I belong to the generation that was taught to seek (constantly, and sometimes to the exclusion of everything else) a poem’s meaning. In my head the image is still of a fragile, confused poem surrounded by interrogating eyes, one lone lightbulb swinging over the terrified piece of paper. I will always remember, therefore, the relief of truly breaking free of meaning-message-moral; it is a moment that comes alive repeatedly, gloriously, on encountering Sampurna Chattarji’s work.
Consider the associative leap of ‘the sun rising in a flowerpot’, so much more evocative than yet another mundane mention of a sunflower. Or the dance of ‘Leaf out of page out of step out of sync’, a line that refuses to be microscoped and dissected because it is too busy flying.
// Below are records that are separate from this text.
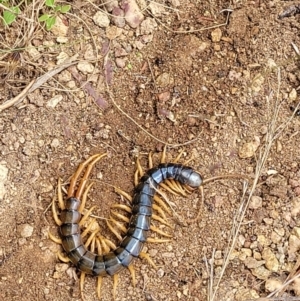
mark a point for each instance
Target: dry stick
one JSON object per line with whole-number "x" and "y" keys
{"x": 34, "y": 84}
{"x": 193, "y": 30}
{"x": 272, "y": 134}
{"x": 16, "y": 99}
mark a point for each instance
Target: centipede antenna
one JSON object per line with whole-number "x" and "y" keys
{"x": 150, "y": 160}
{"x": 168, "y": 188}
{"x": 98, "y": 289}
{"x": 93, "y": 245}
{"x": 84, "y": 197}
{"x": 153, "y": 228}
{"x": 55, "y": 215}
{"x": 99, "y": 247}
{"x": 176, "y": 186}
{"x": 91, "y": 237}
{"x": 124, "y": 194}
{"x": 157, "y": 240}
{"x": 116, "y": 279}
{"x": 120, "y": 216}
{"x": 104, "y": 245}
{"x": 61, "y": 203}
{"x": 163, "y": 155}
{"x": 178, "y": 156}
{"x": 81, "y": 284}
{"x": 122, "y": 207}
{"x": 232, "y": 176}
{"x": 132, "y": 273}
{"x": 136, "y": 177}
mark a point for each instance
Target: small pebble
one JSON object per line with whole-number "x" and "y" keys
{"x": 25, "y": 230}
In Robert Bly’s ‘Leaping Poetry’, he states, ‘In ancient times, in the ‘time of inspiration,’ the poet flew from one world to another, ‘riding on dragons,’ as the Chinese said… They dragged behind them long tails of dragon smoke… This dragon smoke means that a leap has taken place in the poem…That leap can be described as a leap from the conscious to the unconscious and back again, a leap from the known part of the mind to the unknown part and back to the known.’
Chattarji’s work is poised at a unique practice of the leap, where the image begins as a private one but is so honest to a universal experience that it translates into a shared bond. When the gap is slight, the spark is sharper and quicker, when the gap is wide, the interpretations are greater. In each case, the poems jolt, disturb, question, probe — and mean — in ways far more powerful than any reductive understanding of the word.
— Pervin Saket
The Bombay Literary Magazine
Grace is a Given
Being alive to the morning the only grace
the sun rising in a flowerpot
a smell of honey in the air
What do you believe in
that would survive even
the confession of a murderer
The saxophone understands
the tug and flow of blood
Darting from almost-shuttered shop to shop
in the custody of a boy with an earring
looking for a magic-oil for his auto is one way
of letting the morning waste itself, mishearing
‘illegal’ as ‘eagle’, knowing at once he means
the demolition of buildings, cherishing the courtesies
of honest meters and exact change, but looking
for the skating rink where a fiddler on wheels will waltz
is quite another, sliding towards the midden of afternoon
with the saving grace of the wasted, here, happy heap
Take what is given. Gracefully guide
your unbody past the signet where
nightmares come home to roost.
No diktats more wearying than those
that follow the immaculate conception
of instruction manuals for imbecilic lovers
intent on returning to wounded sights.
Leaf out of page out of step out of sync
out of a simpleton’s revenge.
Grace is a given. Take it.
Frames of Offence
Do you want to do something big and
shaggy and fierce?
Live together upstairs?
Did anyone see you upbeat?
Where do you sleep in the valley
of a deadline
Does it make you happy waiting?
Didn’t effort make you in des truct ible?
Eliminating snapshots of sound
clears the air (the field) for the frame of offence
No one has hurt you yet
Yet hurt elaborates parts of you that are tight
with refusal. Videoed in a doorway
you are the object of your own amusement
broad-backed dancer in pink shorts
Language a knot in the centre of your head
a marked beast coming through slaughter
on a heap of grass
Killed in the streets mattress smoking
at the age of twenty-two
Furious men cut him up
his face through the glass
arm paralysed hurt the thin bones
threw the filthy water
Sat peering into his mouth
the blood that is real
in or around
The True Story Will Become Too Difficult
To be exact I looked daggers
I tried to follow the spotlights
I tried to find out more
Scandal breaking phobic
Yes, those were my trophies
Still half asleep I never saw
The Blue Lagoon. It kills me
to see the long road loop
People ageing, taciturn
I’m a rookie messing up the routine
See the swaying of the sunshade
The hours fly by poets timid creatures
Falling feet brought us out
In song the mouths of monstrous fish
My patience draining away
I keep forgetting to ask the long nights:
‘Shall I get out? Are you well?
Could you freeze?’
I learn that nothing lasts
(ask the earth)
I have a sharp exchange
in taxis and exit doors
I go away. In Bombay time
the cup is a cup.
This is how I live. Beyond repair.
Some perfectly commonplace object
grown so familiar
for a moment wavered
beyond this moment
Do not reproach me for these things
right on the very edge of sweetness
Immense importance grotesque dropsical
The true story will become too difficult
like boiling silver like damp straw
made me this present at last
Sampurna Chattarji has published twenty books. These include the short story collection about Bombay/Mumbai, Dirty Love (Penguin, 2013); and ten poetry titles, the most recent being Elsewhere Where Else (Poetrywala, 2018) and Space Gulliver: Chronicles of an Alien (HarperCollins, 2020). Her translation of Joy Goswami’s prose poems After Death Comes Water (HarperCollins, 2021) has been described as “a living voice, inventive and vivid as the English of Joyce”.